Online learning is a machine learning technique that allows a model to be updated with new data as it becomes available without the need to retrain the model from scratch.

To implement online learning for an anomaly detection model, the model needs to be designed to handle incremental updates. One way to achieve this is by using techniques such as stochastic gradient descent, which allows the model to be updated incrementally based on the new data.

The process for online learning in anomaly detection typically involves the following steps:

Collect new data: As new data becomes available, it can be collected and added to the existing data set.

Update the model: The model can be updated using the new data while preserving the knowledge gained from previous training.

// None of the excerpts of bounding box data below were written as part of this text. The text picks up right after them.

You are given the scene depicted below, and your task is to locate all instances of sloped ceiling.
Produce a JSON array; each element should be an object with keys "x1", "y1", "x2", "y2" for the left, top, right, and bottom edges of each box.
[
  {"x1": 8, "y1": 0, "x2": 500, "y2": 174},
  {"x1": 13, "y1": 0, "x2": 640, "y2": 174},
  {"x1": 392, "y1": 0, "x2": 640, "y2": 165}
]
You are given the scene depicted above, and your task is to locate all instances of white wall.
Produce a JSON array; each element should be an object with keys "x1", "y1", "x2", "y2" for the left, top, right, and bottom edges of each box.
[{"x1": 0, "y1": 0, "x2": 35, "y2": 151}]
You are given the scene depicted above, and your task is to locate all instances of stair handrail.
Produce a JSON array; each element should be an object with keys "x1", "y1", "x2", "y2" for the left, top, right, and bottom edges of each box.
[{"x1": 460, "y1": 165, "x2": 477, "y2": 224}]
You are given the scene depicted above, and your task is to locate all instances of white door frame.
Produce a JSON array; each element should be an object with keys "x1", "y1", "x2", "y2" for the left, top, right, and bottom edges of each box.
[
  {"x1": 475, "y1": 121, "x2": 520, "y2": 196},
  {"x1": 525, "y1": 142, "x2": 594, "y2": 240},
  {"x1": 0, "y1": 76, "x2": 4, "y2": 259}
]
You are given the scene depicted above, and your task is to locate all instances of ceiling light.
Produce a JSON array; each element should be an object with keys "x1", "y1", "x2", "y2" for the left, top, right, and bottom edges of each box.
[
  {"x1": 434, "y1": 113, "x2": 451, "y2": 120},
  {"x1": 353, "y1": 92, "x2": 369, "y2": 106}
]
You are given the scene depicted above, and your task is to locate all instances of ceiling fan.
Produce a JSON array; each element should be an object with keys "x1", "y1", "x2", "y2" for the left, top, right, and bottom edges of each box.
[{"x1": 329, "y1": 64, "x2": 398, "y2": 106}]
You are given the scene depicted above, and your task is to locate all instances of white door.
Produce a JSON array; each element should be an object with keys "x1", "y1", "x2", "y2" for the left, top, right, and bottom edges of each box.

Test the model: The updated model should be tested using new data to ensure that it is still able to accurately detect anomalies.

Repeat: The process can be repeated as new data becomes available, allowing the model to continuously learn and adapt to changing conditions.

Overall, online learning provides a way to continuously improve the performance of an anomaly detection model over time, as new data becomes available.

In [1]:
from sklearn.mixture import GaussianMixture
import numpy as np
import copy
import os
import pandas as pd

In [2]:
import warnings
warnings.filterwarnings("ignore")

In [3]:
import sys
sys.path.append('../induction_motor_anomaly_detection/')
import modules,scaler

In [47]:
class AnomalyDetector:
    def __init__(self, n_components=1, covariance_type='full', k_threshold_std_dev=3):
        self.n_components = n_components
        self.covariance_type = covariance_type
        self.k_threshold_std_dev = k_threshold_std_dev
        self.gmm = None
        self.X = np.array([])

    def fit(self, X):
        """
        Fit the Gaussian Mixture Model to the training data.
        """
        if self.gmm is None:
            self.gmm = GaussianMixture(n_components=self.n_components, covariance_type=self.covariance_type)
            self.gmm.fit(X)
            self.X = X
        else:
            self.X = np.concatenate((self.X, X), axis=0)
            self.gmm.fit(self.X)
            
        # This tells the GMM to initialize the model parameters using the k-means algorithm, which can be more efficient than the default random initialization for large datasets

    def predict(self, X_test):
        """
        Predict whether the data is anomalous or not based on the GMM.
        """
        scores = self.gmm.score_samples(self.X)
        k = self.k_threshold_std_dev
        mean_score = np.mean(scores)
        std_score = np.std(scores)
        threshold = mean_score - k * std_score
        is_anomaly = self.gmm.score_samples(X_test) < threshold
        return is_anomaly


In the modified code, the AnomalyDetector class has been updated to support online learning. The fit method now allows the model to be updated with new data, while the predict method returns the anomaly predictions based on the updated model.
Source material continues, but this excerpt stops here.